I think what he is looking to do is make a centralized storage more then something that actually does the playback. If that is the case there is a wide varity of options. For a media center that will store and playback the media Windows XP MCE or Windows Vista Home Premium would be the best bets. There are also networking solutions that stream the data off a PC on the network and output to a TV and/or Reciever I think Netgear has one that does HD support.
 
HomeServer is already released. I have a test network setup here at our offices that I am going to use next week to train all of our field techs.

You can get it at newegg right now (or from an oem.) We have 10 copies in stock.
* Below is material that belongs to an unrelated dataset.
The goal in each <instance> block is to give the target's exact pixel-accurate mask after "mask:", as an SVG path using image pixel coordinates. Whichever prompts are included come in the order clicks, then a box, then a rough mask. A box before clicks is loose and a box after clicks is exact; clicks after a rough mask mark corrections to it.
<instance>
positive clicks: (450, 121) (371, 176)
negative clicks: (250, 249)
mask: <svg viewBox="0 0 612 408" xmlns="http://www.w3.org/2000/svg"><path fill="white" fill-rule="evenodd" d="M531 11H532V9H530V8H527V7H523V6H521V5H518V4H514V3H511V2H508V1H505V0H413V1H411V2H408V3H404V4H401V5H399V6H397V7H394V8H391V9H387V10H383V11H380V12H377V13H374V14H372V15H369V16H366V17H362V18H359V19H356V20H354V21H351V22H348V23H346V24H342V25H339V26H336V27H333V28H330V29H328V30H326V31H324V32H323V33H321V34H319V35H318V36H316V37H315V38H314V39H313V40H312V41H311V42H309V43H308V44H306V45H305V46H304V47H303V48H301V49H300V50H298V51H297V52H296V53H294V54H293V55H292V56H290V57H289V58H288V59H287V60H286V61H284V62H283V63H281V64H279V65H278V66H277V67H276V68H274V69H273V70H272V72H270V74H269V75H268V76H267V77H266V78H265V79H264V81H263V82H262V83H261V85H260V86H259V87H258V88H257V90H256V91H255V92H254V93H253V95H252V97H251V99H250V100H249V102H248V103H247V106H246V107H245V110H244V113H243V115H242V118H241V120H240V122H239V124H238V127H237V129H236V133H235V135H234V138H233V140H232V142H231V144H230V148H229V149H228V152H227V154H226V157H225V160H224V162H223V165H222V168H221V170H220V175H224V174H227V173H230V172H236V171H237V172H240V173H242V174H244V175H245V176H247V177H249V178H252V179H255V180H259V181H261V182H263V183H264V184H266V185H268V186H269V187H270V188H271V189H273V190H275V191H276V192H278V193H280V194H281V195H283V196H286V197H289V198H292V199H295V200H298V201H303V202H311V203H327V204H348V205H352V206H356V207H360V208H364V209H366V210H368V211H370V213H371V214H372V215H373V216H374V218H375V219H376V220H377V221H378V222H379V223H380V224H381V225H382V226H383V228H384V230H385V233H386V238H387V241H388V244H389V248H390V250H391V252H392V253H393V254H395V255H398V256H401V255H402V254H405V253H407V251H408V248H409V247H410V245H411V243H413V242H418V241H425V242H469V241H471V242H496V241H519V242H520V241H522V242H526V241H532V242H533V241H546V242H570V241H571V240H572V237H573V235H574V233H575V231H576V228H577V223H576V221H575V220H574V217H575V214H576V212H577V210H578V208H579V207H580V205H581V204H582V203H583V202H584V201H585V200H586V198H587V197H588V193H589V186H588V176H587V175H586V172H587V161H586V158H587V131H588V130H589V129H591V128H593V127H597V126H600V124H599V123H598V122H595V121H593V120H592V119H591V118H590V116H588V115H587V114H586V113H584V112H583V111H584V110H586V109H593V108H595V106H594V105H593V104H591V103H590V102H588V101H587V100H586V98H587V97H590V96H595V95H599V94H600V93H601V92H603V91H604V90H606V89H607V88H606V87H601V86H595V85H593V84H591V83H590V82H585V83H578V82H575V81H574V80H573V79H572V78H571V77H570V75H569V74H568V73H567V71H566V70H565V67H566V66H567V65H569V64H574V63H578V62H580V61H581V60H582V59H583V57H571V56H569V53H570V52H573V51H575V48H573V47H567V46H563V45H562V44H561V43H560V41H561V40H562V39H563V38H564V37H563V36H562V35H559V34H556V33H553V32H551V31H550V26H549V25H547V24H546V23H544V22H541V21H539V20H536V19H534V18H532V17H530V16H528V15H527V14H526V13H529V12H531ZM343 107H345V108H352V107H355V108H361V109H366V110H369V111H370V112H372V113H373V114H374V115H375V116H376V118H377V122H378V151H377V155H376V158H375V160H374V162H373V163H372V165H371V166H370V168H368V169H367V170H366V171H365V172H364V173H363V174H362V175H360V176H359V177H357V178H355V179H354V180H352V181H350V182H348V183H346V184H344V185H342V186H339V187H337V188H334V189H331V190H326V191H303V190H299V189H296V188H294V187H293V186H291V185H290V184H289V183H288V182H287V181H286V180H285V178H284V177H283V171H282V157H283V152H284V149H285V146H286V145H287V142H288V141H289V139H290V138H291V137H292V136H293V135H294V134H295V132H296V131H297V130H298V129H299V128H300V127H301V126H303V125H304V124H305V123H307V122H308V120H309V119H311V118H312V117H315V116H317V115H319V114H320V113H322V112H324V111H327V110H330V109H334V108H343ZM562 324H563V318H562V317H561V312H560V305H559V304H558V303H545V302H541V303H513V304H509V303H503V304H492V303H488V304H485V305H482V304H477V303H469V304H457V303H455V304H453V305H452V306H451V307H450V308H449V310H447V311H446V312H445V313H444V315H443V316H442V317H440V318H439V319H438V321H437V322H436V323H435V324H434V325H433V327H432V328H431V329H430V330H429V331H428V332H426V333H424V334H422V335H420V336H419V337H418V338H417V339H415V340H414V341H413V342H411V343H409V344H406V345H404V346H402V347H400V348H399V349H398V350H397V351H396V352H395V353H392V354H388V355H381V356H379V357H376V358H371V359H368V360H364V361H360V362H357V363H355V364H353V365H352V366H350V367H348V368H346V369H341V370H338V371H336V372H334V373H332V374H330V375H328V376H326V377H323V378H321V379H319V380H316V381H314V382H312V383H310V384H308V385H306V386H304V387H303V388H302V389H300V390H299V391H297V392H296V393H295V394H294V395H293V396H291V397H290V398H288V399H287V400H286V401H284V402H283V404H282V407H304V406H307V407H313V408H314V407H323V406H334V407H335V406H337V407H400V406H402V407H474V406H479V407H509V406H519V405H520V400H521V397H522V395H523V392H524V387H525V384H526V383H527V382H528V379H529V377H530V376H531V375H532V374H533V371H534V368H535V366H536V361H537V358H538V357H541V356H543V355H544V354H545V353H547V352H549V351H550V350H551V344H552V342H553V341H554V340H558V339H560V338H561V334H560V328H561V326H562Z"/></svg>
As for what it does, it does very well. I put it through its paces and it does everything I actually would want it to do. Central user management, good storage system, media sharing to any devices that actually support it, and the big one is that it keeps windows xp and vista machines networked and healthy. By that I mean it actually finds bugs in the configuration that would not allow it to connect and use the windows/cifs/samba shares and fixes them. So if the user messes up his network config, on next reboot it tries to fix the problems. A lot of the calls we go on are "I cant print to my printer through the network" or "I cant get to the files on that other computer in my house anymore!". This does a real good job of solving that.

I am no microsoft fanboy, in fact I run linux on nearly everything of mine. But HomeServer is actually really nice.
 
didn't realize it was out already; thanks for the headsup greggh. I'll have to check it out on newegg now that you sparked my interest...lol.